A good solution to your problem awaits implementation of compile time reflection support in C++, something for which there is ongoing work as part of a standards working group: https://groups.google.com/a/isocpp.org/forum/#!forum/reflection .
Here is an example that works on Clang.
The approach uses a builtin that is available on both Clang and GCC. I have verified Clang (see Code Explorer link below), but I have not attempted with GCC.
#include <iostream>
/* Byte offsets are numbered here without accounting for padding (will not be correct). */
struct A { uint64_t byte_0, byte_8; uint32_t byte_16; };
struct B { uint16_t byte_20, byte_24; uint8_t byte28; uint64_t byte_29; };
struct C { uint32_t byte_37; uint8_t byte_41; };
struct D { uint64_t byte_42; };
struct E : A, B, C, D {};
template<typename Type, typename Base> constexpr const uintmax_t
offsetByStaticCast() {
constexpr const Type* Type_this = __builtin_constant_p( reinterpret_cast<const Type*>(0x1) )
? reinterpret_cast<const Type*>(0x1)
: reinterpret_cast<const Type*>(0x1);
constexpr const Base* Base_this = static_cast<const Base*>( Type_this );
constexpr const uint8_t* Type_this_bytes = __builtin_constant_p( reinterpret_cast<const uint8_t*>(Type_this) )
? reinterpret_cast<const uint8_t*>(Type_this)
: reinterpret_cast<const uint8_t*>(Type_this);
constexpr const uint8_t* Base_this_bytes = __builtin_constant_p( reinterpret_cast<const uint8_t*>(Base_this) )
? reinterpret_cast<const uint8_t*>(Base_this)

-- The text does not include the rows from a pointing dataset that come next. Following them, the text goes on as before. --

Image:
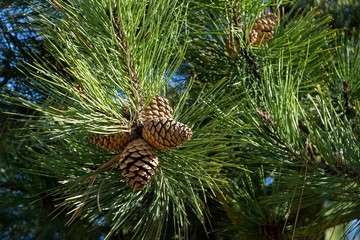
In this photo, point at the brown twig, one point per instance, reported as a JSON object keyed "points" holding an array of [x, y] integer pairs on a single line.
{"points": [[127, 55]]}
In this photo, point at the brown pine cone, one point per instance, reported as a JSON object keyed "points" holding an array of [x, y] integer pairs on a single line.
{"points": [[165, 133], [263, 29], [138, 163], [114, 142], [158, 107]]}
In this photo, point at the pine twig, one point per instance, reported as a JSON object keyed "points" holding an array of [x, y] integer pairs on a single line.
{"points": [[332, 170], [127, 56]]}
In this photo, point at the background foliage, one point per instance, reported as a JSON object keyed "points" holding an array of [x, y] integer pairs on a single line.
{"points": [[275, 150]]}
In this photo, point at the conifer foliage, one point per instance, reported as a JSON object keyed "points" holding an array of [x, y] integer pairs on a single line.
{"points": [[214, 119]]}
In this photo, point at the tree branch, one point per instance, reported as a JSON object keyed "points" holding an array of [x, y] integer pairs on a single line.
{"points": [[127, 56]]}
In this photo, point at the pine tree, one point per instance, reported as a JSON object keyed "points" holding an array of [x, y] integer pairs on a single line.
{"points": [[192, 120]]}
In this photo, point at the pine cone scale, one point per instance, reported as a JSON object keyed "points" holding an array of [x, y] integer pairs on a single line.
{"points": [[138, 163], [165, 133]]}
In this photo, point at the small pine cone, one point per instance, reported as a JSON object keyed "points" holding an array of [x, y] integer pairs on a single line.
{"points": [[165, 133], [114, 142], [158, 107], [263, 29], [138, 163]]}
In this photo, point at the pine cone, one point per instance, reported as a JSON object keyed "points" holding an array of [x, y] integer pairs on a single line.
{"points": [[114, 142], [165, 133], [158, 107], [263, 29], [138, 163]]}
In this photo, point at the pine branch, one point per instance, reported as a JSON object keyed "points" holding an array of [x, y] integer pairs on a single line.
{"points": [[127, 55], [334, 170]]}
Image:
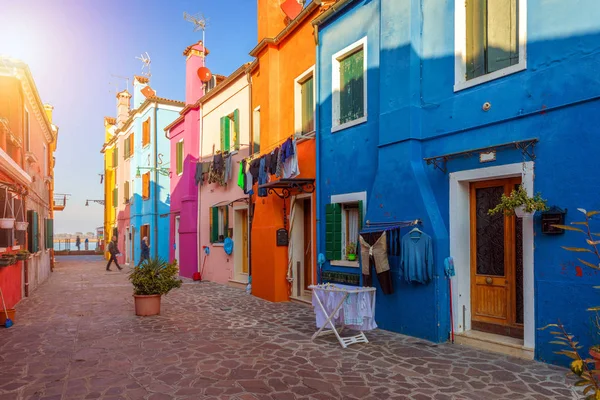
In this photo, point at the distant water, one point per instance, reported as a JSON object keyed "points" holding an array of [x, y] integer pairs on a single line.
{"points": [[71, 246]]}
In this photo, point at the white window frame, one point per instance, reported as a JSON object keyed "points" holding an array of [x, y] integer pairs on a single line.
{"points": [[335, 89], [298, 82], [182, 157], [460, 46], [345, 199]]}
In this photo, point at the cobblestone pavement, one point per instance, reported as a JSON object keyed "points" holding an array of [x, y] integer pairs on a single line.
{"points": [[77, 338]]}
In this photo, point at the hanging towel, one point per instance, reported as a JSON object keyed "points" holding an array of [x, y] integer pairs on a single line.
{"points": [[417, 258]]}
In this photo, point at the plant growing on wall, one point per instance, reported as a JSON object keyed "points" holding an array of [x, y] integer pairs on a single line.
{"points": [[519, 202], [586, 369]]}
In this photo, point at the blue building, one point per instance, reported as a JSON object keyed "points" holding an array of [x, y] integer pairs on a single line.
{"points": [[430, 111], [149, 170]]}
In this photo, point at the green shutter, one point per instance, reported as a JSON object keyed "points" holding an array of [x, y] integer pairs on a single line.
{"points": [[333, 231], [223, 133], [33, 231], [352, 87], [49, 233], [308, 123], [236, 129], [214, 224]]}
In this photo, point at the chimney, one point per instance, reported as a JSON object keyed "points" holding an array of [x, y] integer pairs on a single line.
{"points": [[123, 99], [271, 19], [49, 109], [139, 83], [195, 59]]}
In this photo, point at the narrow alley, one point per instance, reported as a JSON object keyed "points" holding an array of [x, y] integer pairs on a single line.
{"points": [[77, 337]]}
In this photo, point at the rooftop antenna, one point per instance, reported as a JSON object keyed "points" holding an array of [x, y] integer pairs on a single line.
{"points": [[126, 79], [145, 59], [200, 23]]}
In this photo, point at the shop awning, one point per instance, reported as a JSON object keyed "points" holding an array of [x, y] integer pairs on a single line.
{"points": [[285, 188]]}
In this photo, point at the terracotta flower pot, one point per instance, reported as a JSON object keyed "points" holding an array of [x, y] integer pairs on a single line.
{"points": [[146, 305], [11, 315]]}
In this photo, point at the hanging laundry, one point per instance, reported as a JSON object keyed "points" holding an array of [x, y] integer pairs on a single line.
{"points": [[373, 249], [417, 257], [290, 166], [262, 178]]}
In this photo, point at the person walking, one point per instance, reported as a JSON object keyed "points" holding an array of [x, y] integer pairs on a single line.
{"points": [[145, 250], [113, 250]]}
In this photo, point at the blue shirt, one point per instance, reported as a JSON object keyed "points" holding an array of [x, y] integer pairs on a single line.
{"points": [[417, 257]]}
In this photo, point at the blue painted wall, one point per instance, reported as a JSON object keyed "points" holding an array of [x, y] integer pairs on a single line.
{"points": [[413, 113], [143, 211]]}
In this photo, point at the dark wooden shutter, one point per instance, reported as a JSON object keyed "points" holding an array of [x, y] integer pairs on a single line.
{"points": [[236, 129], [49, 233], [333, 232]]}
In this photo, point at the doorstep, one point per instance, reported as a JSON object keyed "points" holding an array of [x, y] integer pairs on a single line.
{"points": [[494, 343]]}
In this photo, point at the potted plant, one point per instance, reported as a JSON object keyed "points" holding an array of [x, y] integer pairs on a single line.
{"points": [[351, 251], [153, 278], [519, 203], [586, 369], [23, 255]]}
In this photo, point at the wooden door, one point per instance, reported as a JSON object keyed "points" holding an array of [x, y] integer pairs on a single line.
{"points": [[307, 243], [244, 217], [494, 252]]}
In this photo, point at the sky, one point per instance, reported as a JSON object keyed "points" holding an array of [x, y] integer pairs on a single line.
{"points": [[73, 47]]}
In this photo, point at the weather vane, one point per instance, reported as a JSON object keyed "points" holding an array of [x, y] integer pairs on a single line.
{"points": [[200, 23], [145, 59]]}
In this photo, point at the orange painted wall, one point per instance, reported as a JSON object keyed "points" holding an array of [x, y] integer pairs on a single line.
{"points": [[273, 90]]}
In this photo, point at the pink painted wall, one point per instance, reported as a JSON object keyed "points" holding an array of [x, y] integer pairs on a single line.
{"points": [[184, 192]]}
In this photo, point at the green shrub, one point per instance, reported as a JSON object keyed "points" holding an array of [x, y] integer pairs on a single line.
{"points": [[155, 276]]}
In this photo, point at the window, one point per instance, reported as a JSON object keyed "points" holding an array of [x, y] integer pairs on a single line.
{"points": [[490, 40], [27, 135], [126, 194], [146, 132], [146, 186], [230, 127], [219, 224], [179, 156], [304, 102], [350, 86], [343, 222], [256, 130]]}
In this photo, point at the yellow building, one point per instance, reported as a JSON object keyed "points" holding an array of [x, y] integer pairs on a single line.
{"points": [[110, 163]]}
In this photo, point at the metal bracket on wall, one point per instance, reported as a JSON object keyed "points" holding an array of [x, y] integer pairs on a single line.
{"points": [[525, 146]]}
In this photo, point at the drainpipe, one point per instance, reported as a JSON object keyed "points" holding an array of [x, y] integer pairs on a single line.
{"points": [[156, 179], [250, 151]]}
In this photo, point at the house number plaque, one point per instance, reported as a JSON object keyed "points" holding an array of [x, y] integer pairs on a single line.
{"points": [[282, 237]]}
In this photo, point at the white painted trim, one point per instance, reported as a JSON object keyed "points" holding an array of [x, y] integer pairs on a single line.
{"points": [[460, 49], [460, 244], [303, 77], [360, 44]]}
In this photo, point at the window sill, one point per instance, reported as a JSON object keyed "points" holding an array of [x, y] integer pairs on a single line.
{"points": [[349, 124], [344, 263], [462, 85]]}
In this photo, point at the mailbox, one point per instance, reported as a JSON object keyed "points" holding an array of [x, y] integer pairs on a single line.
{"points": [[553, 216]]}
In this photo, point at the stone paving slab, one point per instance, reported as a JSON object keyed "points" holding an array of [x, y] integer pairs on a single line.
{"points": [[77, 337]]}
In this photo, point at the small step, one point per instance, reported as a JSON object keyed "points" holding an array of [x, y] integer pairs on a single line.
{"points": [[494, 343]]}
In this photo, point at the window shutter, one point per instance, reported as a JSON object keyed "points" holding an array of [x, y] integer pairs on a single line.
{"points": [[333, 231], [236, 129], [476, 21], [33, 231], [214, 224], [223, 133], [49, 233]]}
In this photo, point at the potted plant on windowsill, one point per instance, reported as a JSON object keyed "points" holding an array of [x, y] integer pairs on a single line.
{"points": [[351, 251], [519, 203], [152, 279]]}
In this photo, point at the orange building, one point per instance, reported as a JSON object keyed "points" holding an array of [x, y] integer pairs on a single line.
{"points": [[283, 107]]}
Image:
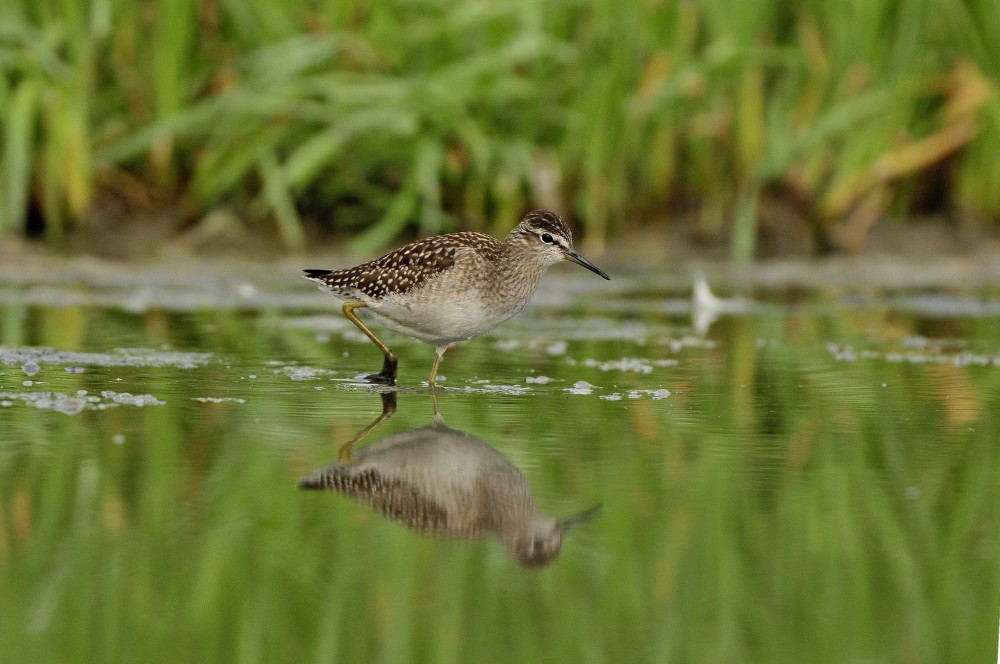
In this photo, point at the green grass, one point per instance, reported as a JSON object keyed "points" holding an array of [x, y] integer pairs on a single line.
{"points": [[376, 117]]}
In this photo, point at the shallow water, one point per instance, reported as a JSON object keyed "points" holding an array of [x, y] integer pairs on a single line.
{"points": [[814, 478]]}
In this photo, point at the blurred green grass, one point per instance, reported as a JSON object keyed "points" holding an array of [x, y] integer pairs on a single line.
{"points": [[779, 506], [374, 117]]}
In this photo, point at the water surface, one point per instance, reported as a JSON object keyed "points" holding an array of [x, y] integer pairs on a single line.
{"points": [[815, 478]]}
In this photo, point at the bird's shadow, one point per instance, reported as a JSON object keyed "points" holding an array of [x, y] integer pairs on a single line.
{"points": [[446, 483]]}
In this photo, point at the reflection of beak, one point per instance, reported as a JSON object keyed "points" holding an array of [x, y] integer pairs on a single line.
{"points": [[574, 257], [567, 524]]}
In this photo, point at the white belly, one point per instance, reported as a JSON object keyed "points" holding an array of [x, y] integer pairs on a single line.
{"points": [[444, 321]]}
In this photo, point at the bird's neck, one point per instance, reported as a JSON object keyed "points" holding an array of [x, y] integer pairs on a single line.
{"points": [[519, 267]]}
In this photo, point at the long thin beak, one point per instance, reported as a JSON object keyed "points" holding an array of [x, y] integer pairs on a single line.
{"points": [[573, 521], [574, 257]]}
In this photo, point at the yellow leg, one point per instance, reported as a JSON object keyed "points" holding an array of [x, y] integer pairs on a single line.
{"points": [[388, 373], [388, 410], [438, 354]]}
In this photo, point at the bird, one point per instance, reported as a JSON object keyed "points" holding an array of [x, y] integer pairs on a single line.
{"points": [[453, 287], [444, 482]]}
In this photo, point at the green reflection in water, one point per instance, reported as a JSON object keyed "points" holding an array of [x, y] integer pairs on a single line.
{"points": [[814, 488]]}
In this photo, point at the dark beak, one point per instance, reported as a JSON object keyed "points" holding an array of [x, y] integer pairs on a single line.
{"points": [[574, 257], [582, 517]]}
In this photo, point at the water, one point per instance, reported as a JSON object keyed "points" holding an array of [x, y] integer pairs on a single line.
{"points": [[816, 478]]}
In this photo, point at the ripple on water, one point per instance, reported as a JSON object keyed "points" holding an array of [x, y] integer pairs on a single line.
{"points": [[74, 404], [32, 359]]}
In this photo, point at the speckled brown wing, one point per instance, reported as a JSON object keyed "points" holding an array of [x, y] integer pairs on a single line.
{"points": [[405, 268], [394, 498]]}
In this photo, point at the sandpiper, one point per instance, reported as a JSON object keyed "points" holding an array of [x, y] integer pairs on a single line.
{"points": [[453, 287]]}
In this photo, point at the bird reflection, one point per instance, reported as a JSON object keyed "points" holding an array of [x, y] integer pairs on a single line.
{"points": [[448, 483]]}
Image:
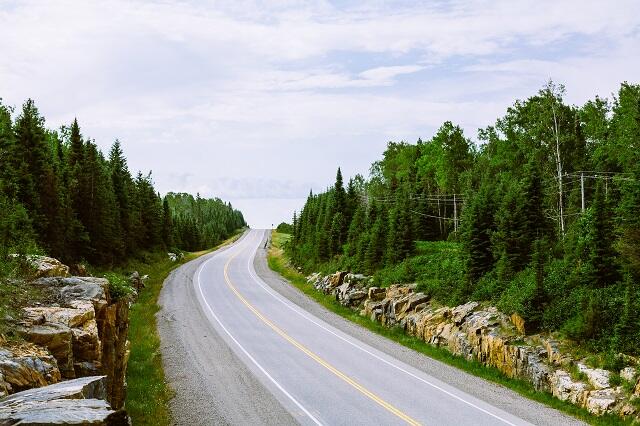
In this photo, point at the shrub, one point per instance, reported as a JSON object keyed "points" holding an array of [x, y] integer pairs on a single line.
{"points": [[118, 286]]}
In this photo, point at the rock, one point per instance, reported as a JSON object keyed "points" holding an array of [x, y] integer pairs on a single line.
{"points": [[78, 269], [356, 279], [459, 313], [44, 266], [86, 332], [57, 338], [336, 279], [137, 281], [72, 289], [600, 401], [376, 294], [628, 374], [71, 317], [79, 401], [598, 378], [25, 366], [565, 389], [488, 336], [518, 322]]}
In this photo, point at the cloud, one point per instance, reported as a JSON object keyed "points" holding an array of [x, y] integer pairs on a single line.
{"points": [[246, 98]]}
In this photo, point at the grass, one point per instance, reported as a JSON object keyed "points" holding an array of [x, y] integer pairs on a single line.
{"points": [[148, 394], [279, 263]]}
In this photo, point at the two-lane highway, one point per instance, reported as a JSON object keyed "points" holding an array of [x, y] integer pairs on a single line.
{"points": [[237, 351], [321, 375]]}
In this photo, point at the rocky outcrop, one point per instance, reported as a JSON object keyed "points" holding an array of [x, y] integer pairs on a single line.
{"points": [[25, 366], [481, 333], [80, 332], [84, 330], [79, 401], [43, 266]]}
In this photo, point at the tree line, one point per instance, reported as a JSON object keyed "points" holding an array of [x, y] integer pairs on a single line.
{"points": [[60, 194], [544, 209]]}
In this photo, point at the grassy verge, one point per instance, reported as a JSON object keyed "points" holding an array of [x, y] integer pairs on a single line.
{"points": [[148, 393], [279, 263]]}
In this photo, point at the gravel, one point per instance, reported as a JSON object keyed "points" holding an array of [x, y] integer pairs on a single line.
{"points": [[212, 385], [494, 394]]}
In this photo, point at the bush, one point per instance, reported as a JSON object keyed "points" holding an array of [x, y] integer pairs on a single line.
{"points": [[285, 228], [119, 286]]}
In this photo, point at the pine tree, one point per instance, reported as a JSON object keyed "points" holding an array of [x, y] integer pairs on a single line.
{"points": [[478, 226], [601, 268]]}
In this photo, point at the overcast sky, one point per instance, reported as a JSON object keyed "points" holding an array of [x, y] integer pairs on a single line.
{"points": [[257, 102]]}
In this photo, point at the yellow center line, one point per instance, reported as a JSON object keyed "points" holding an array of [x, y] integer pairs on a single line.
{"points": [[312, 355]]}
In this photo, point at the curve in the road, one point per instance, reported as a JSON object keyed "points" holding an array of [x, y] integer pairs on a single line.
{"points": [[229, 293], [387, 406]]}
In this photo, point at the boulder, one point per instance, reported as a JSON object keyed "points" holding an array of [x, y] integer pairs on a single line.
{"points": [[518, 322], [565, 389], [72, 289], [336, 279], [25, 366], [459, 313], [376, 294], [44, 266], [57, 338], [601, 401], [628, 374], [79, 401], [597, 377]]}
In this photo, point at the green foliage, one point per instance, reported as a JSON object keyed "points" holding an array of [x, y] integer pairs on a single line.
{"points": [[544, 212], [119, 285], [200, 223], [60, 193], [285, 228]]}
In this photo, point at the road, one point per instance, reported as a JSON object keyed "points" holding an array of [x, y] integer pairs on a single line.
{"points": [[239, 352]]}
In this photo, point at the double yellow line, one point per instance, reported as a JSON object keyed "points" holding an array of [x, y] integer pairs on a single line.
{"points": [[312, 355]]}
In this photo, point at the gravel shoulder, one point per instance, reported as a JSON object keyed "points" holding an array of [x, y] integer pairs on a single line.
{"points": [[212, 385], [492, 393]]}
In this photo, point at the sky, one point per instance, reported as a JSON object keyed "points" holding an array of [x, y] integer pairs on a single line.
{"points": [[257, 102]]}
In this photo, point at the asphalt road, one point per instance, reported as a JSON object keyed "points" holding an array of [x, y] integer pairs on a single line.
{"points": [[239, 352]]}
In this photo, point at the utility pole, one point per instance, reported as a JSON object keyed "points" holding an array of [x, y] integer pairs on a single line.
{"points": [[559, 168], [455, 214], [582, 190]]}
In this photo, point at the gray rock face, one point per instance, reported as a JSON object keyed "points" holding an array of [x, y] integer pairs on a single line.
{"points": [[26, 366], [44, 266], [78, 401]]}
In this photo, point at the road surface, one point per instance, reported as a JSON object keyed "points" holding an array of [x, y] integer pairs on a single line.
{"points": [[239, 352]]}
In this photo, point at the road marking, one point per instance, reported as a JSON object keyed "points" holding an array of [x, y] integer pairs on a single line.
{"points": [[252, 359], [308, 318], [313, 356]]}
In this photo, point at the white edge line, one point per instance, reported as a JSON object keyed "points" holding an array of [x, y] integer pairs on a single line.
{"points": [[253, 360], [300, 312]]}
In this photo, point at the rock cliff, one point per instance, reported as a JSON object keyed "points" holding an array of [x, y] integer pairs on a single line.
{"points": [[80, 332], [482, 333]]}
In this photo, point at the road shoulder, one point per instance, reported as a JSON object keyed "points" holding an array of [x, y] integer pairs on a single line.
{"points": [[489, 392], [211, 384]]}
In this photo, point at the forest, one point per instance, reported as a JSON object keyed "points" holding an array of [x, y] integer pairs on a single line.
{"points": [[60, 195], [540, 216]]}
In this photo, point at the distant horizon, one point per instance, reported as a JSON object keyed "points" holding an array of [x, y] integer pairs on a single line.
{"points": [[246, 101]]}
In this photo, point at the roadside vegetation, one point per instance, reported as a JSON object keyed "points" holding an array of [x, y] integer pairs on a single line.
{"points": [[61, 196], [540, 218], [280, 263], [148, 394]]}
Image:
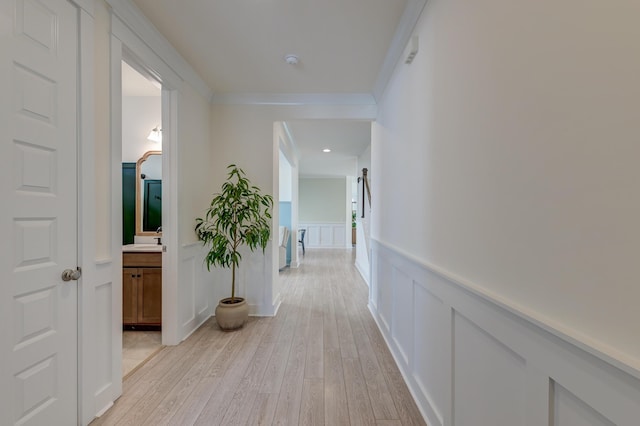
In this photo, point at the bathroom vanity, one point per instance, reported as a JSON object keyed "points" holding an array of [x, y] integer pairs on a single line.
{"points": [[141, 286]]}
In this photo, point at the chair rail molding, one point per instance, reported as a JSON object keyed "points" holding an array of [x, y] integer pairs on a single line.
{"points": [[469, 358]]}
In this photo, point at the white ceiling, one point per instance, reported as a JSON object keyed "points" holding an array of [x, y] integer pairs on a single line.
{"points": [[347, 140], [238, 46], [345, 47]]}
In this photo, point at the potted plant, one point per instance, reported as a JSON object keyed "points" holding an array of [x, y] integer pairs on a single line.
{"points": [[238, 215]]}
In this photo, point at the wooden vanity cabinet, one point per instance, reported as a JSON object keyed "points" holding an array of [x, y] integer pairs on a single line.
{"points": [[141, 289]]}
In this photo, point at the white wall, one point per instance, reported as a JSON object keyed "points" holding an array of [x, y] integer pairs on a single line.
{"points": [[244, 134], [140, 114], [285, 178], [322, 200], [514, 133]]}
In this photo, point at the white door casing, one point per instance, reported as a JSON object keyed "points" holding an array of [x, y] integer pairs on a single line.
{"points": [[39, 214]]}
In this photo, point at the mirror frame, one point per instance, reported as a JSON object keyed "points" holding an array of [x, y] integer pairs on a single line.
{"points": [[139, 230]]}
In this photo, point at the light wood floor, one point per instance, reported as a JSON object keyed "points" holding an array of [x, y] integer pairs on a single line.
{"points": [[320, 361]]}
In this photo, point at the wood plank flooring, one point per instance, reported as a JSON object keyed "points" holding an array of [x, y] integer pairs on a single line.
{"points": [[320, 361]]}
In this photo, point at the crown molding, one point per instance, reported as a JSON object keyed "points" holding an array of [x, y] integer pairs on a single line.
{"points": [[403, 33], [138, 24], [294, 99]]}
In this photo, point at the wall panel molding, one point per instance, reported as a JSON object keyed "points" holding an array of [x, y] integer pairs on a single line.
{"points": [[467, 356], [324, 235]]}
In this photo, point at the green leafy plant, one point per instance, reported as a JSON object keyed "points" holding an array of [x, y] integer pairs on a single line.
{"points": [[238, 215]]}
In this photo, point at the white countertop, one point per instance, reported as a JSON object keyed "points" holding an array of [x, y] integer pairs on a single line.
{"points": [[142, 247]]}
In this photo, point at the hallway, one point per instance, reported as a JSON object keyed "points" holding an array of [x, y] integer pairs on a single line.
{"points": [[321, 360]]}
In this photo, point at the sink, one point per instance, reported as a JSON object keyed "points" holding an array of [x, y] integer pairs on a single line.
{"points": [[142, 247]]}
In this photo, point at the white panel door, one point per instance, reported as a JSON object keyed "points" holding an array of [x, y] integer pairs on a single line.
{"points": [[38, 212]]}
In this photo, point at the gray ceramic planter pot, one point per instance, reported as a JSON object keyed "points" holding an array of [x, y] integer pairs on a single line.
{"points": [[231, 316]]}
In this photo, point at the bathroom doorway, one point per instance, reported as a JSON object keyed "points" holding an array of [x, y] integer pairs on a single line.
{"points": [[141, 217]]}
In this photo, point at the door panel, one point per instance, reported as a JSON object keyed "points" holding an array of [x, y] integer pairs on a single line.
{"points": [[38, 219]]}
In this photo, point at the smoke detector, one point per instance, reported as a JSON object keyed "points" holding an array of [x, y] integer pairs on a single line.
{"points": [[291, 59]]}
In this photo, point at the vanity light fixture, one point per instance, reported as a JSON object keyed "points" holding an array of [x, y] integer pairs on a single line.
{"points": [[155, 135]]}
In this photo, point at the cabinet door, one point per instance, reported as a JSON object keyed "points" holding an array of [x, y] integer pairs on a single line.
{"points": [[129, 295], [150, 296]]}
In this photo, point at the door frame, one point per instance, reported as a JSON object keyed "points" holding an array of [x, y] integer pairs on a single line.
{"points": [[123, 47]]}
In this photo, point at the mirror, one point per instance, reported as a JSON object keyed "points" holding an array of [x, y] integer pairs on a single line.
{"points": [[149, 193]]}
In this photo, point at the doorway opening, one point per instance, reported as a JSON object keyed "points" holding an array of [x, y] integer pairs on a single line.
{"points": [[141, 217]]}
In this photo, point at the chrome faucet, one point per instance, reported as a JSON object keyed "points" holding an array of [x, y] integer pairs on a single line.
{"points": [[159, 230]]}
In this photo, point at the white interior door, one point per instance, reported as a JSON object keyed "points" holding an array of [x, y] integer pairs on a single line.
{"points": [[38, 212]]}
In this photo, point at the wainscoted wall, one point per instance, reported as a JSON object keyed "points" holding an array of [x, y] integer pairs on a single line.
{"points": [[325, 235], [194, 289], [471, 360]]}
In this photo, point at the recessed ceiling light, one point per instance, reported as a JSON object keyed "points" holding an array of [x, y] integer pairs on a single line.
{"points": [[291, 59]]}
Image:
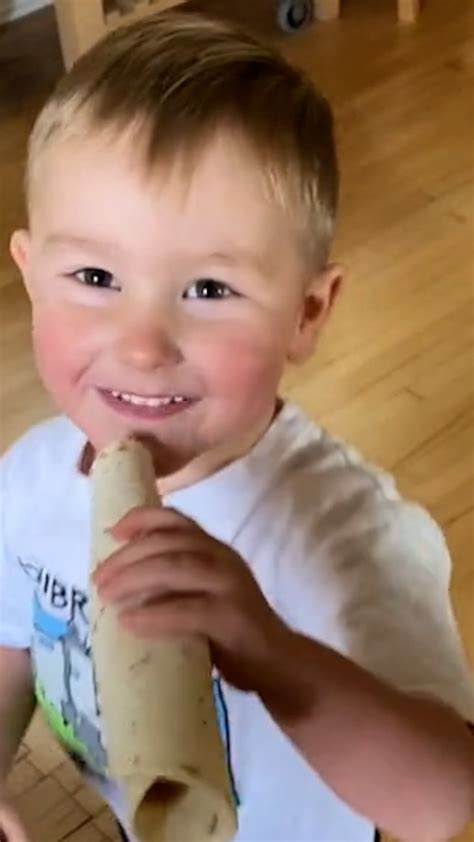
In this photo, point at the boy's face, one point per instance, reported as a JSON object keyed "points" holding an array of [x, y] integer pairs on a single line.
{"points": [[162, 305]]}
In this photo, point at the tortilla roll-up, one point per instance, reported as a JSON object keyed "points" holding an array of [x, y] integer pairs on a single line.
{"points": [[155, 696]]}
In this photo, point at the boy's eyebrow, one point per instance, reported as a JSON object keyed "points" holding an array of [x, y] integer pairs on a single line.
{"points": [[81, 242], [239, 255], [233, 254]]}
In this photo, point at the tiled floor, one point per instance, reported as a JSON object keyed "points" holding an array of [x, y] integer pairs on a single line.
{"points": [[51, 795]]}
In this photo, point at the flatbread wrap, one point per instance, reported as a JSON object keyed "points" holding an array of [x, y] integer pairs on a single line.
{"points": [[155, 696]]}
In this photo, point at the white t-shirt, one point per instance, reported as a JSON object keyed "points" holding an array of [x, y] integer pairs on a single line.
{"points": [[335, 551]]}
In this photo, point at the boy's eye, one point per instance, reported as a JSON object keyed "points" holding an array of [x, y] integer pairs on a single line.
{"points": [[208, 288], [94, 277]]}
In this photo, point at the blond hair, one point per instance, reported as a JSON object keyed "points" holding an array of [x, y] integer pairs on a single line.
{"points": [[177, 78]]}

: reinterpret_cast<const uint8_t*>(Base_this);
constexpr const uintmax_t Base_offset = Base_this_bytes - Type_this_bytes;
return Base_offset;
}
int main()
{
std::cout << "Size of A: " << sizeof(A) << std::endl;
std::cout << "Size of B: " << sizeof(B) << std::endl;
std::cout << "Size of C: " << sizeof(C) << std::endl;
std::cout << "Size of D: " << sizeof(D) << std::endl;
std::cout << "Size of E: " << sizeof(E) << std::endl;
/* Actual byte offsets account for padding. */
std::cout << "A offset via offsetByStaticCast<E, A>(): " << offsetByStaticCast<E, A>() << std::endl;
std::cout << "B offset via offsetByStaticCast<E, B>(): " << offsetByStaticCast<E, B>() << std::endl;
std::cout << "C offset via offsetByStaticCast<E, C>(): " << offsetByStaticCast<E, C>() << std::endl;
std::cout << "D offset via offsetByStaticCast<E, D>(): " << offsetByStaticCast<E, D>() << std::endl;
return 0;
}
Output:
Size of A: 24
Size of B: 16
Size of C: 8
Size of D: 8
Size of E: 56
A offset via offsetByStaticCast<E, A>(): 0
B offset via offsetByStaticCast<E, B>(): 24
C offset via offsetByStaticCast<E, C>(): 40
D offset via offsetByStaticCast<E, D>(): 48
Program ended with exit code: 0
Code available on Compiler Explorer: https://godbolt.org/z/Gfe6YK
Based on helpful comments from constexpr and initialization of a static const void pointer with reinterpret cast, which compiler is right?, particularly including the link to a corresponding LLVM commit http://lists.llvm.org/pipermail/cfe-commits/Week-of-Mon-20120130/052477.html
Recently I found that the code ((int) (Base2*)(Derive*)1) - 1 broke down when Derive : public virtual Base2. That is, the offset of virtual base is unknown at compile-time. Therefore, it it forbidden in c++ standard.